ES TERRIBLE tener 16 años y no haberse afeitado nunca. En la Navidad me habían regalado un tarro con jabón perfumado, una brocha con mango de hueso y la navaja de afeitar más moderna. "Pronto necesitarás todo esto", me dijo mi padre, haciéndome un guiño tranquilizador. Desde entonces, todas las mañanas me veía al espejo, pero comenzó el año nuevo de 1949 sin que me asomara al rostro la menor sombra de barba.
En febrero cometí el espantoso error de llevar a la escuela mi tarro, mi brocha y mi navaja, y de ocultarlos en mi armario con la esperanza de que mi virilidad brotara de repente; por ejemplo, entre la clase de sociología y la de latín.
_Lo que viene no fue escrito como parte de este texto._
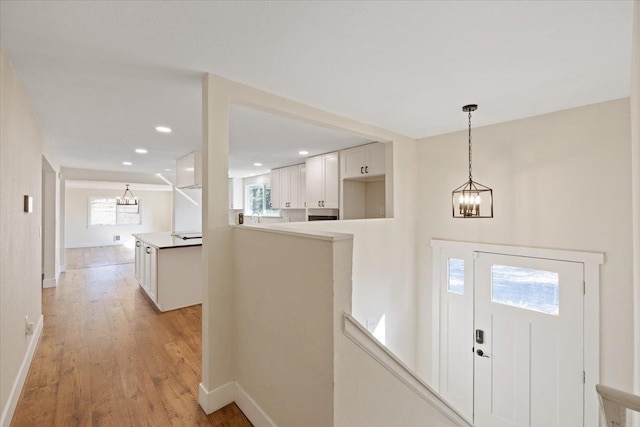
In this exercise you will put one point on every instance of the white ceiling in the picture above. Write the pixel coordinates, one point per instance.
(102, 75)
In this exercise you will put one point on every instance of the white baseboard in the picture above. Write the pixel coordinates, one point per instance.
(16, 389)
(50, 283)
(251, 409)
(213, 400)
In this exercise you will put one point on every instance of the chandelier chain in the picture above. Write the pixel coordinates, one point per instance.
(470, 177)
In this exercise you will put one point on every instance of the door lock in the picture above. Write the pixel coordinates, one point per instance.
(481, 353)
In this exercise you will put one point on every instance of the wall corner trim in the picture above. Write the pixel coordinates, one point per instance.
(16, 389)
(211, 401)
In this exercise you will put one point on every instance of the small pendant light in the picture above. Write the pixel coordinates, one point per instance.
(127, 198)
(472, 199)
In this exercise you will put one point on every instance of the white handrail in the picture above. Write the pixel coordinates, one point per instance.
(615, 403)
(365, 340)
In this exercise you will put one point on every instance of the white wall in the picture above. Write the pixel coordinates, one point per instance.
(384, 250)
(187, 216)
(155, 207)
(283, 325)
(560, 180)
(635, 149)
(21, 150)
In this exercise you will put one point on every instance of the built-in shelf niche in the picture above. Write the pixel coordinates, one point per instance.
(364, 198)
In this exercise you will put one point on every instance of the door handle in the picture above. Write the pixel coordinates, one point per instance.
(481, 353)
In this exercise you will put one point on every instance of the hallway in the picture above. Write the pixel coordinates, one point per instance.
(106, 357)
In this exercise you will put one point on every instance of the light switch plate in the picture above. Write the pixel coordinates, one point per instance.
(28, 203)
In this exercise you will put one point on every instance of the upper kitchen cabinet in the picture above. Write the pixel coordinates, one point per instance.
(236, 193)
(322, 176)
(288, 187)
(363, 161)
(189, 170)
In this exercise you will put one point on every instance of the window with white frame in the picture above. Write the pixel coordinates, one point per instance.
(258, 200)
(105, 211)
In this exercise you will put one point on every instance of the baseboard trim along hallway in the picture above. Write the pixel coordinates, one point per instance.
(16, 389)
(215, 399)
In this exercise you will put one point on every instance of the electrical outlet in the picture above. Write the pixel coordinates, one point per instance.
(28, 326)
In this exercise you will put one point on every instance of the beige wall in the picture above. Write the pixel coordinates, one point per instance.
(384, 250)
(155, 207)
(283, 325)
(21, 146)
(560, 180)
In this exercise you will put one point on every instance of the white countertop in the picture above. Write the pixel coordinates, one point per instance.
(165, 240)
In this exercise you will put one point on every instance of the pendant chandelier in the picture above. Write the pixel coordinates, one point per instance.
(472, 199)
(127, 198)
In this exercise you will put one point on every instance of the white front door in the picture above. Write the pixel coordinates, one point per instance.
(529, 366)
(511, 339)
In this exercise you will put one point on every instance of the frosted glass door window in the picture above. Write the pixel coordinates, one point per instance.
(526, 288)
(455, 283)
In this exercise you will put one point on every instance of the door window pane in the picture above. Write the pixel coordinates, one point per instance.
(525, 288)
(455, 280)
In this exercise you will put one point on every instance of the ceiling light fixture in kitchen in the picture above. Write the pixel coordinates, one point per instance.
(127, 198)
(465, 200)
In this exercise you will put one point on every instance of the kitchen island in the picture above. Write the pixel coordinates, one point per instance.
(169, 269)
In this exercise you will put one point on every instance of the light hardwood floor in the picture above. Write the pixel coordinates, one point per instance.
(98, 256)
(106, 357)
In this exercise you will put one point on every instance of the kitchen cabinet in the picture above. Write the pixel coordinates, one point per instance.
(236, 193)
(322, 181)
(169, 269)
(286, 184)
(363, 161)
(189, 170)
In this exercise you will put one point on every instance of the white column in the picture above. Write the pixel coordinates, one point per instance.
(217, 360)
(635, 186)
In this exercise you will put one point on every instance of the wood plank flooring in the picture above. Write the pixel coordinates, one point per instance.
(98, 256)
(107, 357)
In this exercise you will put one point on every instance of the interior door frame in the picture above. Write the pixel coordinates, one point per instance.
(591, 262)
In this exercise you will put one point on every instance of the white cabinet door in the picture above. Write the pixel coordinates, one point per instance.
(153, 274)
(376, 159)
(314, 182)
(353, 162)
(276, 189)
(139, 256)
(189, 170)
(366, 160)
(331, 182)
(294, 187)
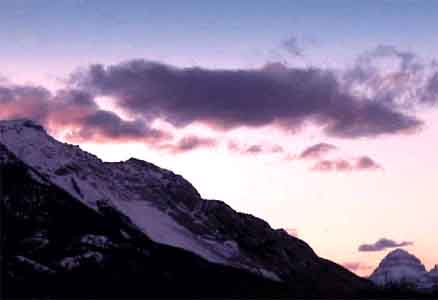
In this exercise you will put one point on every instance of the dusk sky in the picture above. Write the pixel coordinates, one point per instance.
(318, 116)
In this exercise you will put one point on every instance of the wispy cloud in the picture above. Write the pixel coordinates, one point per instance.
(281, 96)
(317, 150)
(383, 244)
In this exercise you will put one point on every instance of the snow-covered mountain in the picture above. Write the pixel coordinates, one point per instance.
(400, 267)
(67, 212)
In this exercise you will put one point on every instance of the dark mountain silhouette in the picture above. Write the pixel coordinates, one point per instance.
(76, 227)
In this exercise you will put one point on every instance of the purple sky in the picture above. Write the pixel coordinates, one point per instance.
(319, 118)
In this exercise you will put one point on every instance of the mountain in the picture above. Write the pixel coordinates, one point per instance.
(75, 226)
(402, 268)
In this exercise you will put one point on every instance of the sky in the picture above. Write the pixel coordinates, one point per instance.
(317, 116)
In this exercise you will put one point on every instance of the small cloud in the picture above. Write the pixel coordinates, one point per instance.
(363, 163)
(383, 244)
(292, 46)
(317, 150)
(366, 163)
(357, 267)
(255, 148)
(189, 143)
(332, 165)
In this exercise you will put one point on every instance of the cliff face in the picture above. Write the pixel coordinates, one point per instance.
(75, 226)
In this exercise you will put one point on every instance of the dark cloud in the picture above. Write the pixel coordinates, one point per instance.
(104, 125)
(405, 82)
(292, 231)
(383, 244)
(292, 46)
(226, 99)
(316, 151)
(255, 148)
(189, 143)
(356, 266)
(343, 165)
(431, 95)
(24, 102)
(74, 110)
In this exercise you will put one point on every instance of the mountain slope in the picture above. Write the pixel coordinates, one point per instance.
(400, 267)
(80, 213)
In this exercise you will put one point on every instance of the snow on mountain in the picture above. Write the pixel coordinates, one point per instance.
(401, 267)
(137, 189)
(82, 217)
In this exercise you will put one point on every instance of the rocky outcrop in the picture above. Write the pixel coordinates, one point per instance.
(132, 229)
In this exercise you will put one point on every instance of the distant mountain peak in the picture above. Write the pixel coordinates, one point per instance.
(401, 267)
(145, 201)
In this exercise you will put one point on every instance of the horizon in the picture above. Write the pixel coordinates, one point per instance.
(320, 119)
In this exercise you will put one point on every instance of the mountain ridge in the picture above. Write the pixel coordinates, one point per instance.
(400, 267)
(160, 206)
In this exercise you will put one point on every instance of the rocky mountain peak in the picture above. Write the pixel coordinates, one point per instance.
(400, 267)
(75, 210)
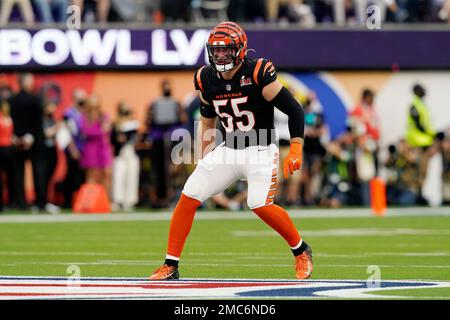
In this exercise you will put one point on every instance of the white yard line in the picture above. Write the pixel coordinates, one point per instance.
(222, 215)
(240, 255)
(348, 232)
(222, 264)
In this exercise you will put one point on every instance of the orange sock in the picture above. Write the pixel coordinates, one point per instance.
(278, 219)
(181, 223)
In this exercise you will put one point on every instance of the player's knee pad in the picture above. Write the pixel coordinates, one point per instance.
(196, 186)
(255, 202)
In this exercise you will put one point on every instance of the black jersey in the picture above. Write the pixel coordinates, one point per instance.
(246, 117)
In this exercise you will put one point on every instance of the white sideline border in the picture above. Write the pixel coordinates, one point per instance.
(222, 215)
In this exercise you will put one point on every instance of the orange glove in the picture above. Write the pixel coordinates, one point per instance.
(293, 161)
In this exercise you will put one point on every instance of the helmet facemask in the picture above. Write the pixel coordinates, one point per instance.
(223, 57)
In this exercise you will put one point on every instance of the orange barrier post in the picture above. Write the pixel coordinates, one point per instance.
(378, 196)
(92, 198)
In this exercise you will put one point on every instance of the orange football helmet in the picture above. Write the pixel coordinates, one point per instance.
(227, 46)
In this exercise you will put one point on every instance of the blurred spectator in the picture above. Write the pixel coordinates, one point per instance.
(25, 9)
(126, 10)
(6, 153)
(313, 151)
(404, 182)
(365, 121)
(74, 174)
(143, 151)
(27, 115)
(446, 167)
(126, 162)
(100, 8)
(295, 11)
(338, 172)
(96, 157)
(45, 9)
(165, 114)
(420, 132)
(51, 127)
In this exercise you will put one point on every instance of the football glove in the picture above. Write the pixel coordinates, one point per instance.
(293, 161)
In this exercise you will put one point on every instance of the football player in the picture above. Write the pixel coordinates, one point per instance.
(242, 94)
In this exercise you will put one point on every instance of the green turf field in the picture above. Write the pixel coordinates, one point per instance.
(403, 247)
Mis implementos fueron descubiertos y exhibidos (con jocosos comentarios) por dos velludos estudiantes de segundo año.
Después de eso, mi primera elusiva afeitada se convirtió en obsesión. Soñaba a todas horas, imaginándome los ritos ceremoniales: cómo lograría pacientemente que de mi tarro brotara espesa y tibia espuma, cómo la extendería sobre la piel, con lentitud y abundancia, y cómo, a continuación, daría los magistrales trazos con la navaja que señalarían el comienzo de mi edad viril. Pero por mucho que me mirara, el espejo seguía proclamando que era yo imberbe.
Poco antes de la Pascua de Resurrección mi padre anunció que él y mi madre proyectaban hacer una breve visita a Inglaterra. Añadió con indiferencia que, si yo quería, podría acompañarlos.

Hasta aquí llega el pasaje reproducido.